Ixan Presumably this is the sort of response you gave to your teachers when they said your grammar was unacceptable? No? Lol, no, of course not, you wrote properly then.

Ok, well I've had enough of your affectation and rudeness, so I'll just sign off here. I could say its been interesting but...




message 10: by Nancy (new) - rated it 1 star

Nancy Ixan wrote: "Presumably this is the sort of response you gave to your teachers when they said your grammar was unacceptable? No? Lol, no, of course not, you wrote properly then.

Ok, well I've had enough of yo..."


i didn't want to have to do this, but it's become clear to me that you're one of *those* people.

first of all, this isn't the new york times book review. it's a social network for people who like to read. and a place where people can then offer their opinions of those books. presumably without fear of said opinion being scrutinized and blasted because of punctuation or formatting (or the lack thereof).

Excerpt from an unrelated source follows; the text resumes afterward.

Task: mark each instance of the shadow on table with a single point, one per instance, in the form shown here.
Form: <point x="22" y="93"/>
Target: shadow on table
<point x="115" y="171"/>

therefore, given the informality of the venue, i would suggest that writing (or commenting) in such an informal style is not completely peculiar. my suggestion to "take a pill" was merely a fruitless attempt to highlight this casual atmosphere.

as for being rude, i don't remember ever questioning or disparaging your level of education. so you've got me beat on that one. for the record, i have a master's degree. oh, and i work as an editor at a legal publishing company. so i'm not really concerned about what people other than those who sign my paycheck think of my writing style.

and seriously? try not to be so serious. it gives you wrinkles.


Christina "Lots of people", really? I can't think of a single book written that way..

If I remember correctly (and I have tried very hard to forget this book), Cormac McCarthy's "The Road" is written this way. And it got a (completely undeserved) Pulitzer.




Rachel Hawes Christina wrote: ""Lots of people", really? I can't think of a single book written that way..

If I remember correctly (and I have tried very hard to forget this book), Cormac McCarthy's "The Road" is written thi..."


Finally, someone who thinks The Road didn't deserve its Pulitzer. Hurrah!


Jenna I think she needed a better editor, to streamline and structure her prose.